The United States does not have universal health care or a system of socialized medicine, although programs such as Medicare and Medicaid provide basic health insurance to elderly, disabled, and poorer residents. For most Americans, health insurance is provided as an employee benefit, while unemployed, part-time, and self-employed workers must pay for their own insurance. As of 2001, 41.2 million people in the United States (14.6% of the US population) had no health insurance coverage. By 2004, this had risen to 45 million (15.6%). The U.S. Census Bureau attributed the drop primarily to the loss of employer-provided plans due to the economic downturn and a continuation of rising costs.

 

   A recent Harvard University study found that medical bills are a leading cause of bankruptcy in the United States. The study found that many declaring bankruptcy were part of the middle class and were employed before they became ill, but had lost their health insurance by the time they declared bankruptcy. In the U.S., people leaving a job can continue with their former employer's health insurance plan under the COBRA at a rate that is usually double the rate the employee paid while employed. When an employer-insured person loses a job due to illness and does not have sufficient resources to continue to pay for COBRA health insurance, they also lose their coverage.
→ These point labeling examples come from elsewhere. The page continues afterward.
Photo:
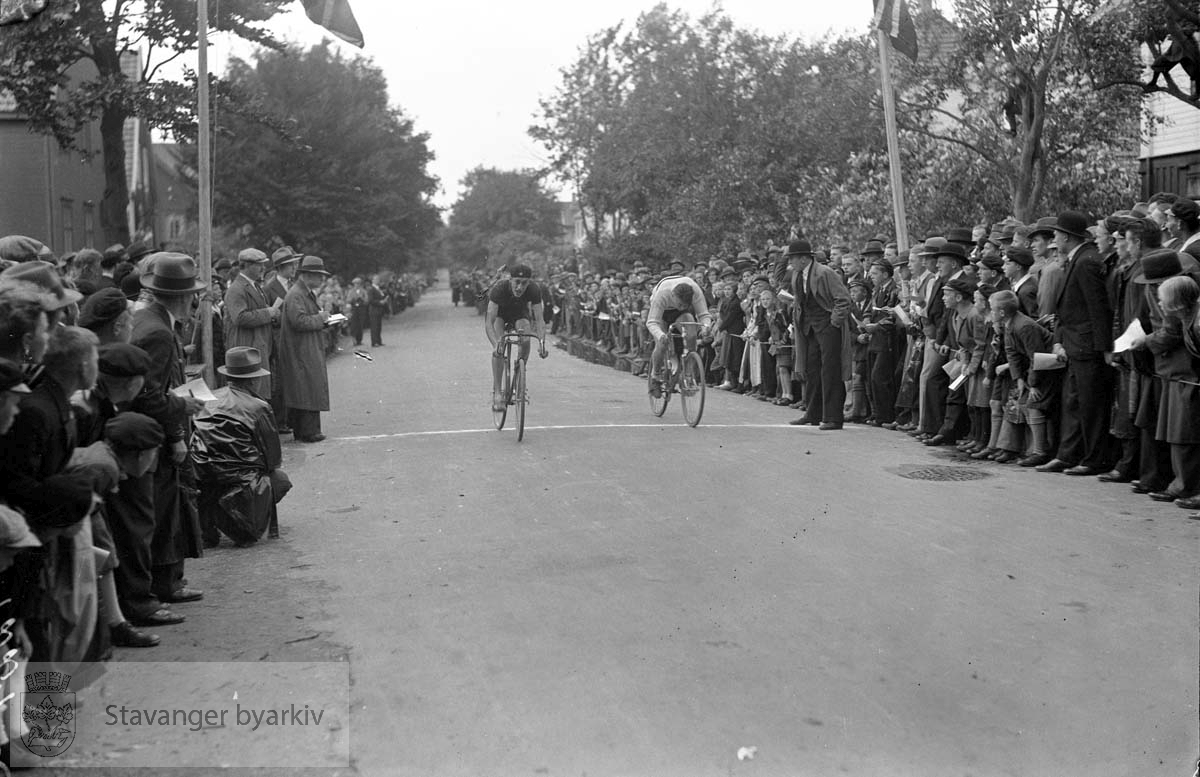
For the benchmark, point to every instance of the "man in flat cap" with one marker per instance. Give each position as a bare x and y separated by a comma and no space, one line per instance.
1017,271
237,453
249,317
823,343
1083,338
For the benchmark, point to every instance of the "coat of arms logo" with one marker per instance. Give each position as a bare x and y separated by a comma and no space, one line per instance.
48,710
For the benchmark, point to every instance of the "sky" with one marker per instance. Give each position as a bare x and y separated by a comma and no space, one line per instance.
471,72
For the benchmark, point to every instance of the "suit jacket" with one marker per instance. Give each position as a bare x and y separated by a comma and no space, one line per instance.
153,333
33,456
275,290
1023,338
1085,317
829,297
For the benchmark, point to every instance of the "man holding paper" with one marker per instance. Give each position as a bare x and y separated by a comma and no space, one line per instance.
303,353
1084,339
249,317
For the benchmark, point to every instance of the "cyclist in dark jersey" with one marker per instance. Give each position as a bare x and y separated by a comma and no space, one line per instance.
511,306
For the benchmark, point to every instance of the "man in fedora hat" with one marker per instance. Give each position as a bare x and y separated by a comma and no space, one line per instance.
285,260
249,317
1083,337
823,344
238,456
301,360
172,284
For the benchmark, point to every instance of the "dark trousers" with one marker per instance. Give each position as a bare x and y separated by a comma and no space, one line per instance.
1086,401
358,321
881,369
305,423
955,421
376,315
825,392
131,520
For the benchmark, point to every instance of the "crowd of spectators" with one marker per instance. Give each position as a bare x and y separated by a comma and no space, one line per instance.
117,462
1065,345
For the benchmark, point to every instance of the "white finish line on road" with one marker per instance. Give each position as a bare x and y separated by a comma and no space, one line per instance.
366,438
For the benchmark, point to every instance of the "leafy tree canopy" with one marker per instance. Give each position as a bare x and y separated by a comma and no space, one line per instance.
64,67
501,215
347,180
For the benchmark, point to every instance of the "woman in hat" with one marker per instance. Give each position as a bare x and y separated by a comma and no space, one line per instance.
303,353
237,453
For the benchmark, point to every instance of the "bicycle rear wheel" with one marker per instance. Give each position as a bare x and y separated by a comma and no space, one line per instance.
519,396
658,404
691,389
498,416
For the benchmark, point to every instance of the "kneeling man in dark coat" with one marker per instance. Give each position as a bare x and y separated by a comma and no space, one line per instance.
237,455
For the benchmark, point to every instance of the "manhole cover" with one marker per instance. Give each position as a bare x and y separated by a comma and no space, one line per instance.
945,474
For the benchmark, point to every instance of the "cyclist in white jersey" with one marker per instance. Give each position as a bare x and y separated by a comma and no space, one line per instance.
675,299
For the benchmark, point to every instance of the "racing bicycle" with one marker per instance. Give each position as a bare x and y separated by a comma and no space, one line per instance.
514,381
685,377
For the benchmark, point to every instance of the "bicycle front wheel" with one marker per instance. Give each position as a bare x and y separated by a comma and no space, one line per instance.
499,415
519,397
658,404
691,389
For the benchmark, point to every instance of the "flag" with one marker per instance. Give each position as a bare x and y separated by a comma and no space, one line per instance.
17,11
336,17
892,17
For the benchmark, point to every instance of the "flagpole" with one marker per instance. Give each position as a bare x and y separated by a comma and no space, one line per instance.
889,120
205,187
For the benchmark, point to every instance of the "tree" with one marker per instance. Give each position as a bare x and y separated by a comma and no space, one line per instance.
1011,83
1170,31
65,70
347,180
499,203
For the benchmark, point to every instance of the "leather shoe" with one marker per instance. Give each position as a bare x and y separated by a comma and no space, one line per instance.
1055,465
159,618
125,636
184,595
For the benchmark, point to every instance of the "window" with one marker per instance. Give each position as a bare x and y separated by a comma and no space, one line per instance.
67,224
89,224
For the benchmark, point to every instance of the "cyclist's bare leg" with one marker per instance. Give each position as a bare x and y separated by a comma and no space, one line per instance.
522,325
498,366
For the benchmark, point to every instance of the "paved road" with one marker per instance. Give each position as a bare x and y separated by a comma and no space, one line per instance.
623,596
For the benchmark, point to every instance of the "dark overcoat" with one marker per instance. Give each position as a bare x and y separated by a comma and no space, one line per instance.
301,359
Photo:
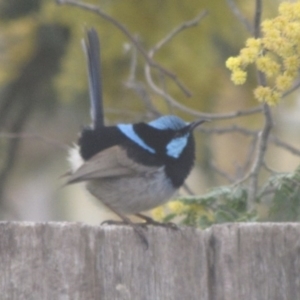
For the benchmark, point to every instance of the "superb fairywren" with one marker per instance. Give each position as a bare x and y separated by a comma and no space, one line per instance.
130,167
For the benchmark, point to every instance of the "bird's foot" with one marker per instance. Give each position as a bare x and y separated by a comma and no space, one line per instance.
150,221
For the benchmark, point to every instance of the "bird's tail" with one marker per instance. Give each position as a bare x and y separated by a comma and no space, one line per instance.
91,47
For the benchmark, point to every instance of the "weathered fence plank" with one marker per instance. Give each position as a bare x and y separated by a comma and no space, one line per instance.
62,261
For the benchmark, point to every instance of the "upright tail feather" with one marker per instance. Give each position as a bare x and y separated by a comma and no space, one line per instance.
91,48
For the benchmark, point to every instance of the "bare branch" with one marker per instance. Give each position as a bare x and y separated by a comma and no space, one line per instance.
239,15
133,40
284,145
257,18
193,112
222,173
230,129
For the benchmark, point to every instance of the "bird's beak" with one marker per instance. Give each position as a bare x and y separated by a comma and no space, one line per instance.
195,124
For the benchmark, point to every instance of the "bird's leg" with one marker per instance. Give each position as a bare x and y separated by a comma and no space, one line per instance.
156,223
136,227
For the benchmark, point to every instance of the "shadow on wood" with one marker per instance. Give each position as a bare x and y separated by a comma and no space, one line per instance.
76,261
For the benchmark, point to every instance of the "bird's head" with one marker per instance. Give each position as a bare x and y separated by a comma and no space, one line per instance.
167,135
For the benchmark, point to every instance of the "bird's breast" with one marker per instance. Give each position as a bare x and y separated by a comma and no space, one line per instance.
133,194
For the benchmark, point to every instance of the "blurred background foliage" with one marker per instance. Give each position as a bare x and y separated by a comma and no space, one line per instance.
44,99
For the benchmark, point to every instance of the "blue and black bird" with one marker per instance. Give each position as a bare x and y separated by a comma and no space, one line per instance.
130,168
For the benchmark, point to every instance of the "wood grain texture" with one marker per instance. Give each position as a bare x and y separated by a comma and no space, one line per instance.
62,261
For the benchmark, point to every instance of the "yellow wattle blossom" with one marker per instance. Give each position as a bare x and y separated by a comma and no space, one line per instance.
276,54
266,94
284,82
238,76
267,65
158,213
176,207
233,63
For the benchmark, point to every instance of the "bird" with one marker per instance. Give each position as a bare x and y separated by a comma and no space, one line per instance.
130,168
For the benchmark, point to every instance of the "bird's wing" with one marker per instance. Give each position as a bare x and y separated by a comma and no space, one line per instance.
111,162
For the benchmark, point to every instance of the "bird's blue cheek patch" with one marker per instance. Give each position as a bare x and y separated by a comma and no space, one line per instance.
127,130
176,146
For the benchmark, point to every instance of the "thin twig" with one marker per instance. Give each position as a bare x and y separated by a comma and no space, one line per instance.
173,102
134,41
239,15
257,18
226,130
284,145
222,173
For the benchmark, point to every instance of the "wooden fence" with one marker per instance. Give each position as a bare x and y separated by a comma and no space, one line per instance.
70,261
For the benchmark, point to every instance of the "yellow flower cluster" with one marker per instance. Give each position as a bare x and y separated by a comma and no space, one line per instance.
276,54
   Efforts to provide universal health care in the 1960s and early 1990s floundered against widespread opposition by politicians who objected to government control of medicine and business groups which opposed further regulation of the healthcare and insurance industries. Despite a general consensus, codified in the federal Emergency Medical Treatment and Active Labor Act, that emergency care must be provided even to the indigent, it is not universally accepted in the United States that the availability of broader health care should be considered a right and paid for by public funds.